In trials around Stillwater towards the end of last week, I found sparse powdery mildew and fairly abundant Septoria/Stagonospora leaf spot on leaves of ‘Ruby Lee’ (Figure 2). This was in Dr. Brett Carver’s dual purpose observation nursery, which is an early planted nursery. In no trials did I find either leaf or stripe rust, although Dr. Amanda de Oliveira Silva had found both leaf rust and powdery mildew in her demonstration trial in later January before the hard freeze and snow occurred in early to mid-February.
Figure 1. Wheat showing reaction to the wheat soil-borne mosaic (WSBM)/wheat spindle streak mosaic (WSSM) complex.
Top photo: Wheat breeder line susceptible (left) and resistant (right) to WSBM.
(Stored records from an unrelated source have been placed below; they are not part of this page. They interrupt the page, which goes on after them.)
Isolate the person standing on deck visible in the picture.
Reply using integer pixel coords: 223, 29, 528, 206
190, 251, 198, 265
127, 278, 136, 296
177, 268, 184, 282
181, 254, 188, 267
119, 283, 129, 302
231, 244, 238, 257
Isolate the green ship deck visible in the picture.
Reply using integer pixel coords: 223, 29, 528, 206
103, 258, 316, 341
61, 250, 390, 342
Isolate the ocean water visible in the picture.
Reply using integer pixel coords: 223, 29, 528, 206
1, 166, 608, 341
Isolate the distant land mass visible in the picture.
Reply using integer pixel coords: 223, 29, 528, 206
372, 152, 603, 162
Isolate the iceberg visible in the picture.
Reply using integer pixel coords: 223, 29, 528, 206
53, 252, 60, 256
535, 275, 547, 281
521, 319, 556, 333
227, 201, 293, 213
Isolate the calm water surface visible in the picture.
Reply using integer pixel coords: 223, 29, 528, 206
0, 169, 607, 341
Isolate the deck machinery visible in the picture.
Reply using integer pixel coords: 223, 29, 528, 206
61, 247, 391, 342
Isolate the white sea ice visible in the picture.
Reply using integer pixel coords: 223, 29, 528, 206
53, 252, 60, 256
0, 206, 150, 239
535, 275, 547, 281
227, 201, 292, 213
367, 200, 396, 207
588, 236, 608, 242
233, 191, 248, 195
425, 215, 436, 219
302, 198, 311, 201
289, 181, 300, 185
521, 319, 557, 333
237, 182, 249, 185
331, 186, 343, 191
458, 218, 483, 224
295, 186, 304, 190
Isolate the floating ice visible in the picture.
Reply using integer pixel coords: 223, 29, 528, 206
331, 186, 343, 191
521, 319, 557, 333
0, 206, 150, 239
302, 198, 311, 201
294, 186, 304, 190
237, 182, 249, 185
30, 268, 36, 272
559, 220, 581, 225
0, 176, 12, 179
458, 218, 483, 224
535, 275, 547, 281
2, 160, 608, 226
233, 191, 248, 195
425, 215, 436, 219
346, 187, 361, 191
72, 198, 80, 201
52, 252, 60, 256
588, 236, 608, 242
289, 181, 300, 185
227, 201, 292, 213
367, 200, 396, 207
Middle photo: Symptoms typical of WSBM.
Bottom photo: Symptoms typical of WSSM.
Across Oklahoma, I’ve received a report of tan spot in southwestern OK from Gary Strickland (County Educator, Jackson County; Figure 2), and also a report of rust from Josh Anderson (Senior Research Associate, Noble Research Institute, Ardmore, OK) in south-central OK near Ardmore. Josh did not indicate if this was leaf or
stripe rust, but he did indicate it was on the variety Pete, which indicates to me it most likely was stripe rust. So far, no reports from Texas, but I would imagine disease incidence and severity will now start to increase.
Figure 2. Upper photo are symptoms on a wheat leaf indicative of Septoria or Stagonospora leaf blotch found near Stillwater on 13-Mar-2021. The lower photo is of a wheat leaf with symptoms indicative of tan spot observed in southwest Oklahoma by Gary Strickland, (County Educator; Jackson County), 3-11-2021.